- The Washington Times - Wednesday, September 29, 2004

The Anacostia River promises to be as resistant to change as perhaps Robert Siegel, the land baron who is threatening to stand in the way of the proposed ballpark at Half and N streets in Southeast Washington.

The Anacostia River, an 8.4-mile-long body of slow-moving mystery forever impervious to the best clean-up intentions of local governments, serves as a metaphor of the mess on both sides of its odorous banks, if only as the dead zone snaking between the Skyland Shopping Center and the proposed ballpark site.

Siegel, as he flips through the yellow pages in search of an eminent domain attorney, should be happy to know that the U.S. Supreme Court has decided to entertain the burgeoning issue of tax-hungry municipalities seizing private property in order to turn them into hubs of economic activity.

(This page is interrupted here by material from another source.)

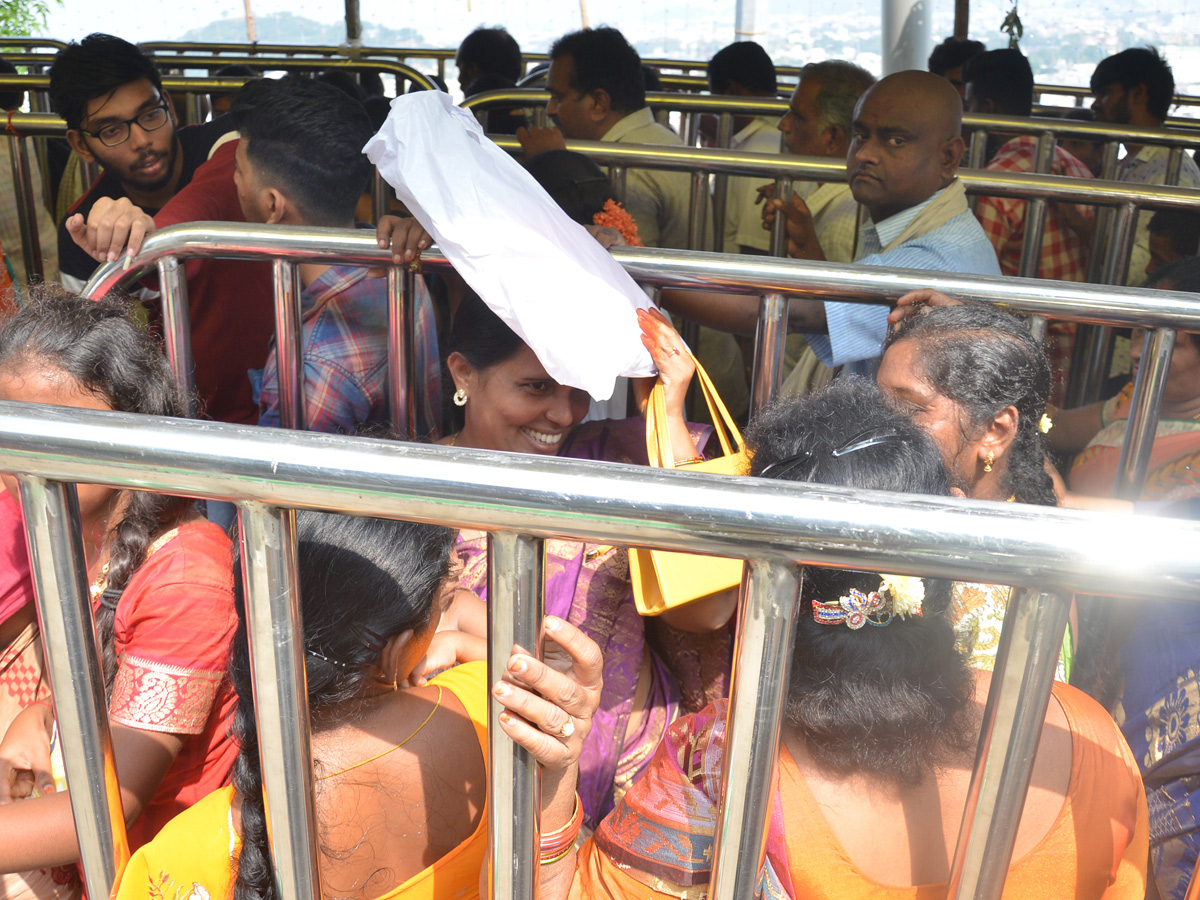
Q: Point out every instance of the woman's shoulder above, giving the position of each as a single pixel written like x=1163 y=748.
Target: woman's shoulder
x=191 y=858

The case that has come to the attention of the Supremes involves the working-class homeowners of New London, Conn., who have resisted the city’s initiative that would result in the razing of their dwellings and the building of a riverfront hotel, health club and offices in their place.

The question of “public use,” once limited to the necessities of schools, thoroughfares and bridges, is now the euphemism employed to enrich developers before attracting young urban professionals or big-box retailers to the newly finished site.

Property that goes from one pair of private hands to another under the threat of court order is the legal stretch that mocks the Fifth Amendment, no matter the well-meaning spirit of urban planners and politicians.

This is the sentence that hangs over the merchants of the fully-leased Skyland Shopping Center on Alabama Avenue and Good Hope and Naylor roads east of the Anacostia River, as well as the 27 property owners holding various portions of the 20 acres of the proposed ballpark site.

One person’s garbage is another person’s treasure, as it is said, and that is no less true of business establishments, homes and vacant land.

The application of blight at Skyland or Half Street comes as an insult to those who have fashioned a living out of those hardscrabble stretches of asphalt.

Kathy Chamberlain, an activist in the Hillcrest community, speaks for those who object to the “unwanted element” that apparently contributes to the problem of “public urination” at Skyland. It is an objection that appeals to all, especially to merchants who could envision a loss in business if “public urination” reached epidemic proportions around their premises.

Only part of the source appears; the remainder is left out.